Will the Yield Curve Indicate a Recession Once Again?
One key indicator of the economy’s health that economists and financial market observers look at is the yield curve. In particular, they look at the spread between the yield on 2-year Treasury bonds and 10-year Treasury bonds. As the difference between the yield on those two maturities narrows, the yield curve is said to be flattening. And in some cases the yield on the 2-year bond exceeds that of the 10-year bond, in which case the yield curve is said to be inverted.
That happens because investors judge that economic conditions in the long term will deteriorate. Traditionally that inverted yield curve has been a leading indicator of a coming recession. It isn’t a cause of the recession, obviously, but an indicator that investors are getting wary, and for good reason. And right now the yield curve is flattening significantly and threatening to invert.
Right now the difference in yield between 2-year and 10-year Treasuries is a mere 24 basis points. At the beginning of July it was 30 basis points. At this rate the yield curve will likely invert in the next couple of months, indicating that there’s a high likelihood of recession within the next year or two.
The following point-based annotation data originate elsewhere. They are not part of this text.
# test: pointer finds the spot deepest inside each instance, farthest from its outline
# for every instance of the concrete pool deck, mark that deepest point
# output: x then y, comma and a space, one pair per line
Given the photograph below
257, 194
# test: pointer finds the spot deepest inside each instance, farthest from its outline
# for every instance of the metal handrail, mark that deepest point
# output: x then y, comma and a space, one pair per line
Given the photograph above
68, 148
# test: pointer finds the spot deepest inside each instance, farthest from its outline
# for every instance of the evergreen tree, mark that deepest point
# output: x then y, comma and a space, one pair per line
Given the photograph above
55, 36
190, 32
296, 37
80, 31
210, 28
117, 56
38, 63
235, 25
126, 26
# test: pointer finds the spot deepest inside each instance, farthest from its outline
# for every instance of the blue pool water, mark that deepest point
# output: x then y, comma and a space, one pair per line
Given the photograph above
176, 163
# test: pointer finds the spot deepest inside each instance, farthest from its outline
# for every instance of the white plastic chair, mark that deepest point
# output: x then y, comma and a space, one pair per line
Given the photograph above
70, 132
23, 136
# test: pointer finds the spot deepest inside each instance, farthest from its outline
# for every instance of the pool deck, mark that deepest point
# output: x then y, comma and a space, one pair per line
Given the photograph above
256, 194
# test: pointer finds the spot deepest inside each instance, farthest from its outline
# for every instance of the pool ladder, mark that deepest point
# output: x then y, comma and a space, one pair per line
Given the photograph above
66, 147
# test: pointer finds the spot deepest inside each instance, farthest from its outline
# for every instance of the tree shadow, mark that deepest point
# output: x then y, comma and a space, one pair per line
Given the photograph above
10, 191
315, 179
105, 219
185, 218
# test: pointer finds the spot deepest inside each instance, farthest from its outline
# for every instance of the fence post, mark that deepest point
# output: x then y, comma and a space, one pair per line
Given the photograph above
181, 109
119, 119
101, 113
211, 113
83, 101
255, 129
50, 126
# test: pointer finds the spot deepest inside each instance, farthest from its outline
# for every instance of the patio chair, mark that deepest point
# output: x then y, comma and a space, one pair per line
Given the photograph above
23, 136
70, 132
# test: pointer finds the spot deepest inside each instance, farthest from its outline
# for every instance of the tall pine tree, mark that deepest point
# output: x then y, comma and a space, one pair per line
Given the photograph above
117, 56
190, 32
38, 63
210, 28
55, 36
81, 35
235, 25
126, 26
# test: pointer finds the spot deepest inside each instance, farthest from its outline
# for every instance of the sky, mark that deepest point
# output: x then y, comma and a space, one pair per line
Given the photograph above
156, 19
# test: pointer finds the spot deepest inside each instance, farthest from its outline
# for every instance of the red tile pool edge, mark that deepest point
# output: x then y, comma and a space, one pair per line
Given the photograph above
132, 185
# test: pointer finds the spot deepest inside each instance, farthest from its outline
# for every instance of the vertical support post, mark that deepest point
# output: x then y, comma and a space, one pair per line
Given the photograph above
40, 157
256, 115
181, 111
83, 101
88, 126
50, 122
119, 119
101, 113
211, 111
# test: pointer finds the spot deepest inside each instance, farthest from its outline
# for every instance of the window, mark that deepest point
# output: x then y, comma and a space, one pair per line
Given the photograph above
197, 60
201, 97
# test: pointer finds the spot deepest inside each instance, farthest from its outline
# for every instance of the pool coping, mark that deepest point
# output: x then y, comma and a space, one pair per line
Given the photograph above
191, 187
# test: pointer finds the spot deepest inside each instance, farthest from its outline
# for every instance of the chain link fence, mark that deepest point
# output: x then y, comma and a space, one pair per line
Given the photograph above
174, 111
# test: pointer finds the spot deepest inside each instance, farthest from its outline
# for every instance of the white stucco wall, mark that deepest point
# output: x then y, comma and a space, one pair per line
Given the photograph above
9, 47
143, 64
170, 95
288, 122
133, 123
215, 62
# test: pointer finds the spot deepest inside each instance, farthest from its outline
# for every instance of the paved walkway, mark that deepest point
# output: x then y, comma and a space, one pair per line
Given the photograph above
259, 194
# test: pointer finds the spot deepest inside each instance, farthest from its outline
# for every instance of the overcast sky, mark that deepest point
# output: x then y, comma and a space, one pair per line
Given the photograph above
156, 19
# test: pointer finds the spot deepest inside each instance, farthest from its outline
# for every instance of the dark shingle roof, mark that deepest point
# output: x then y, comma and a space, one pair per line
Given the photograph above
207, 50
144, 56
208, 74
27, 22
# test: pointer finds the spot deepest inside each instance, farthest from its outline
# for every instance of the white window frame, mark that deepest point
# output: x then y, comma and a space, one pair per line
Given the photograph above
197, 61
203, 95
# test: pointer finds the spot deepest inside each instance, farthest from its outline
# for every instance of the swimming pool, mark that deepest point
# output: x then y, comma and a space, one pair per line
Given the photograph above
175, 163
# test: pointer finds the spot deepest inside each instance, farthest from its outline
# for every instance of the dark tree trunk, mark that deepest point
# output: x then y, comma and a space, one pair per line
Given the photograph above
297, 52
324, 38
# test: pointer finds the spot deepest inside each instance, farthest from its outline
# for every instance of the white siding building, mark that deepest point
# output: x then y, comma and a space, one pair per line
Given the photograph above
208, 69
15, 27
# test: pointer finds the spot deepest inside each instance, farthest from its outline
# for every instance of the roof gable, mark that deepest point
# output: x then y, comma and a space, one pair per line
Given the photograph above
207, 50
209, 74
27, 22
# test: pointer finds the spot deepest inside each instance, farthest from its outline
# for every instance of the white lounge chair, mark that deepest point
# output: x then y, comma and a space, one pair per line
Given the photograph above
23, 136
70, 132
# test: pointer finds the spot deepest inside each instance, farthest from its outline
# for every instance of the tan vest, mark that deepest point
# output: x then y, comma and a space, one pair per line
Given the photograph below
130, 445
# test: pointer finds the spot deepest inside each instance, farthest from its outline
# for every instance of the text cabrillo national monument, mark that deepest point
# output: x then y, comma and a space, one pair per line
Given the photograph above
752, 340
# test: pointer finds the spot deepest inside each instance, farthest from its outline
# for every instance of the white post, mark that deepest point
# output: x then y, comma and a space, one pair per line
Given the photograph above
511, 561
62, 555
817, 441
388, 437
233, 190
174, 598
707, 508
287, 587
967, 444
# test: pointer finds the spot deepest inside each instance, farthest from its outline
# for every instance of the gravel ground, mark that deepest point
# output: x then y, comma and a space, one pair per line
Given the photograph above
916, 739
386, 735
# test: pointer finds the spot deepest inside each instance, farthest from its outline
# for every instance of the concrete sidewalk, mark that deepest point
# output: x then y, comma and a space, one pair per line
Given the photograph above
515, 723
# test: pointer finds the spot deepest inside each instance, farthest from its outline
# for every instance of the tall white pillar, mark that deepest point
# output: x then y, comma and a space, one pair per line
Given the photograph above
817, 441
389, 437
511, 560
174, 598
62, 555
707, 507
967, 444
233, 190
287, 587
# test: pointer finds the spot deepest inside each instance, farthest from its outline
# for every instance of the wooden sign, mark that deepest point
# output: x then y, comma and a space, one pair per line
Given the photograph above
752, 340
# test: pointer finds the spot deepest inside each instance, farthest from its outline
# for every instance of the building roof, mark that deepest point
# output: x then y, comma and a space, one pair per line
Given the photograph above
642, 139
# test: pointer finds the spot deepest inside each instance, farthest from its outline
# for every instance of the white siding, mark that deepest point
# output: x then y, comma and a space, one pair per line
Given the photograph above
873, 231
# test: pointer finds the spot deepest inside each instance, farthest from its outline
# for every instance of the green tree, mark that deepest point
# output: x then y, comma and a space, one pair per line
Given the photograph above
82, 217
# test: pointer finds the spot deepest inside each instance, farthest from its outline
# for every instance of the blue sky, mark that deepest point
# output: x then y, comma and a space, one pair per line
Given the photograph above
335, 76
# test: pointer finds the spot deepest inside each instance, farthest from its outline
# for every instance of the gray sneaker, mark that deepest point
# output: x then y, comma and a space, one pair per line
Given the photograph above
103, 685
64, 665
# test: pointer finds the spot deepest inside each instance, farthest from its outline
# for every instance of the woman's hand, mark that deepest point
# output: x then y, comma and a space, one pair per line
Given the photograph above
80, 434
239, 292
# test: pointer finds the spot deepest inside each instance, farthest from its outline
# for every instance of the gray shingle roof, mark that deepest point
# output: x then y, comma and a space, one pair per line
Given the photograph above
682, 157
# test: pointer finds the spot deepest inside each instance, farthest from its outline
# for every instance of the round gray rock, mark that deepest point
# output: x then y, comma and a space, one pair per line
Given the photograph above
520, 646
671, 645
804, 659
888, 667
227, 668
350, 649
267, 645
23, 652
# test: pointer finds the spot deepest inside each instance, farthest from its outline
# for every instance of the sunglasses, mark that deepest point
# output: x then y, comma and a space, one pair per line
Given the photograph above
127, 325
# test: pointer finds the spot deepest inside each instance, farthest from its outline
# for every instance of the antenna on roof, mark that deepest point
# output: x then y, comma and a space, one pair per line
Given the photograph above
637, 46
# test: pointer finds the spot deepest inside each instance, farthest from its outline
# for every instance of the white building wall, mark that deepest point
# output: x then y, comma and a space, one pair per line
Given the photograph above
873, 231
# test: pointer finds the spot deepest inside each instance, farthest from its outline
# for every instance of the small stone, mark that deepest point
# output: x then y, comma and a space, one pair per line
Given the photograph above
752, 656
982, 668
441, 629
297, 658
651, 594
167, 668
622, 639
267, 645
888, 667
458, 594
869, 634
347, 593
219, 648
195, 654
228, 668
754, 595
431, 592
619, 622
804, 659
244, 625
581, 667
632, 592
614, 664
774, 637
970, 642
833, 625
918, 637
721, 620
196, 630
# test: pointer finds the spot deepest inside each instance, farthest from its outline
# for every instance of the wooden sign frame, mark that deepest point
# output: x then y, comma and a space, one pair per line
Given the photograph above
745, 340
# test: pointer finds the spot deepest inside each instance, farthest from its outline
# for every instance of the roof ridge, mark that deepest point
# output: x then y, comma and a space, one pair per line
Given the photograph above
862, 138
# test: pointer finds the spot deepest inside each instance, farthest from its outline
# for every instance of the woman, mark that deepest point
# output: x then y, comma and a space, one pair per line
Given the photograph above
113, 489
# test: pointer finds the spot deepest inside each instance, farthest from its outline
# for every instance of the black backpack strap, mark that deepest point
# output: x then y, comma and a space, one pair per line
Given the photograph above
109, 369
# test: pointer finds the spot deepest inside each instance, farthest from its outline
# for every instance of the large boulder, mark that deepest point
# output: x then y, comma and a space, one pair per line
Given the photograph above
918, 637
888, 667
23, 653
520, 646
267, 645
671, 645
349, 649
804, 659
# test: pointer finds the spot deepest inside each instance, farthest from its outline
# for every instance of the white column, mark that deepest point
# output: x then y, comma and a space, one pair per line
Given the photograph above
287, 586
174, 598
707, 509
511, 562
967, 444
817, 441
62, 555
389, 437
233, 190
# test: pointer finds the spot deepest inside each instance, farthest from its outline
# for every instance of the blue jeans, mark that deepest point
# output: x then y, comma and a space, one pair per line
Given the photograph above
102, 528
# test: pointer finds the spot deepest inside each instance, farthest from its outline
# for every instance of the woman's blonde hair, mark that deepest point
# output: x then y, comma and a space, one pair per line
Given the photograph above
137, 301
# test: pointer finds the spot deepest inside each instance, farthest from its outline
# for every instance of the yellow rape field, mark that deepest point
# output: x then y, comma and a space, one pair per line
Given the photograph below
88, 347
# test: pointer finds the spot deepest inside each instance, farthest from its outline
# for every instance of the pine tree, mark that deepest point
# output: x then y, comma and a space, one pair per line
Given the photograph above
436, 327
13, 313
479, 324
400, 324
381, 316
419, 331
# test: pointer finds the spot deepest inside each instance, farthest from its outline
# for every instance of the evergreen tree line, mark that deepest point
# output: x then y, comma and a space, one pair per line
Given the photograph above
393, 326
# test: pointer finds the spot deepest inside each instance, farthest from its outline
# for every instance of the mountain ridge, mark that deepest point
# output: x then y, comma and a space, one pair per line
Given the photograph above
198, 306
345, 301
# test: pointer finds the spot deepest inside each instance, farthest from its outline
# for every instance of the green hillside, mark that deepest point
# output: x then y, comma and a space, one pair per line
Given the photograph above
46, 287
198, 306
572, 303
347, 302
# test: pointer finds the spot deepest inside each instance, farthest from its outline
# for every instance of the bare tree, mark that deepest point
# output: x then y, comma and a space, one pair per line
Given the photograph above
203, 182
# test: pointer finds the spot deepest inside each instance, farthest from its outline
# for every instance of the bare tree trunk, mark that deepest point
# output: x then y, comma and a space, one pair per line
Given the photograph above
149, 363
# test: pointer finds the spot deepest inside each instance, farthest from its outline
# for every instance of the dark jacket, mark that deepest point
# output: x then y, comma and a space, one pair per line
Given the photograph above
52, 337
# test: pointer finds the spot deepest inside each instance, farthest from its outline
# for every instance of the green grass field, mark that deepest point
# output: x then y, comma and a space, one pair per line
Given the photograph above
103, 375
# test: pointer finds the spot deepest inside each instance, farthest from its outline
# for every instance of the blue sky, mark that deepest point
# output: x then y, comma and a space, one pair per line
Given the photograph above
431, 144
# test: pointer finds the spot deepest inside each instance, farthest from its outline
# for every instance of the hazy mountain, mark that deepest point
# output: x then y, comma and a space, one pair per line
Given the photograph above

Of course, those of us who understand and follow monetary policy have been warning of this for a while. The business cycle isn’t endemic to the free market, nor is it an automatic cyclical process that can be predicted with any degree of accuracy. It is the result of government monetary manipulation.
We know that the Federal Reserve pumped trillions of dollars worth of new money into the financial system, and we know that that money has resulted in a stock market and asset bubble. We know that that bubble will burst once the Fed slows down the pace of its money creation, which is what we’re starting to see happen.
The inverted yield curve will merely be the icing on the cake, the nail in the coffin that confirms for mainstream observers that a recession is on the way. But many investors have known that for a while.
They saw the rate at which stock markets continued to make huge gains month after month from early 2016 to early 2018. They knew that easy money was the reason behind those gains and that those gains couldn’t continue indefinitely. And even if they didn’t transition away from stocks right at the peak of the market, the actions of markets over the past few months has certainly provided them with ample warning of the coming correction.
Savvy investors have already started to position themselves for the coming downturn, getting out of stocks and bonds and putting their money into gold, silver, and other alternative assets. The warning signs are there for those who choose to see them, and who want to protect their retirement assets from losing value when the markets finally correct.